No significant difference was noted between protocols for any PK parameter. Volume of distribution at steady state (935.74 ± 170.25 versus 1119.15 ± 190.65 mL kg^–1), elimination half-life (12 ± 2 versus 13 ± 3 minutes), clearance from the central compartment (26.02 ± 4.41 versus 27.74 ± 5.65 mL kg^–1 minute^–1) and intercompartmental clearance (8.47 ± 4.06 versus 12.58 ± 7.03 mL kg^–1 minute^–1) were comparable for short CRI and long CRI. Cardiovascular variables remained within physiological limits. Mechanical ventilation was necessary (short CRI: n = 1, long CRI: n = 4). The manufacturer’s recommended dose rate resulted in a light plane of anaesthesia. No significant differences in recovery times and scores were observed between treatments. The quality of recovery was scored as very poor with both protocols.

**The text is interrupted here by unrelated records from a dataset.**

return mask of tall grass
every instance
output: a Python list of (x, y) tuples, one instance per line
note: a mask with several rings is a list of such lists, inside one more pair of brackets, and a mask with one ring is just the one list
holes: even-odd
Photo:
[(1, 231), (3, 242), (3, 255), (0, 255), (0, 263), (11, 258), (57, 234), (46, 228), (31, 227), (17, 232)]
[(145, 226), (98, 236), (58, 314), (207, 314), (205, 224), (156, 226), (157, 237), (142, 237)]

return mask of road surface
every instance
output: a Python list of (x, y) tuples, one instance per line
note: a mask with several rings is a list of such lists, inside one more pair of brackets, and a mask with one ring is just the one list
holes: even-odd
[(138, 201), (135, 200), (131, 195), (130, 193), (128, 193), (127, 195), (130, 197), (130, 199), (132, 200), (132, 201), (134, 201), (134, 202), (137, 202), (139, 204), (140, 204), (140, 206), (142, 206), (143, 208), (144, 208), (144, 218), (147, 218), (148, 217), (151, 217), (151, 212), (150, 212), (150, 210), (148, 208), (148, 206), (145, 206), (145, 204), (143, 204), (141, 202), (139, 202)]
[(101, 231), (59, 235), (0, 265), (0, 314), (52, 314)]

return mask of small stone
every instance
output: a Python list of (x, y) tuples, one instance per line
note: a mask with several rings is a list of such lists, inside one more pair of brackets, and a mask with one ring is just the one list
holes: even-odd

Conclusions and clinical relevance

PK data were similar between long and short infusions of alfaxalone at the manufacturer's recommended dose, with acceptable cardiovascular conditions. Nevertheless, both protocols resulted in a superficial plane of general anaesthesia with poor recovery characteristics.

Introduction

Although total intravenous anaesthesia (TIVA) is widely used in human medicine, maintenance of anaesthesia in veterinary medicine is still much more commonly performed using volatile anaesthetics. However, chronic exposure to halogenated agents may result in an increased incidence of hepatic disease, renal disease and immunological abnormalities (Irwin et al. 2009). Additionally, the halogenated chlorofluorocarbons (halothane, isoflurane and sevoflurane) are potentially harmful to the ozone layer. According to international treaties, the emission of volatile agents in the atmosphere will be prohibited from 2030 onwards (Joubert 2009). For these reasons, and because of the introduction of drugs with favourable pharmacokinetics (PK) and pharmacodynamics (PD) for use in TIVA, there is a growing interest in TIVA protocols in veterinary medicine.

Alfaxalone is a synthetic neuroactive steroid that induces muscle relaxation and anaesthesia by interacting with the gamma aminobutyric acid type A receptor in the central nervous system (Goodwin et al. 2011). Its rapid biotransformation and therefore clearance results in a low tendency to accumulate in the tissues after repeated doses (Ferré et al., 2006, Muir et al., 2008), which makes it a suitable anaesthetic agent for TIVA (Ambros et al. 2008).

Alfaxan is a water-soluble formulation of 1% w/v alfaxalone, solubilized in 2-hydroxypropyl-β-cyclodextrin. Ferré et al. (2006) and Pasloske et al. (2009) described PK of alfaxalone after a single, intravenous administration of Alfaxan in Beagle dogs and Greyhounds, respectively. Although Alfaxan is licensed for use as a constant rate infusion (CRI) in dogs, to the author’s knowledge, no studies have investigated the PK, cardiovascular effects and recovery characteristics when alfaxalone is used at the recommended rate.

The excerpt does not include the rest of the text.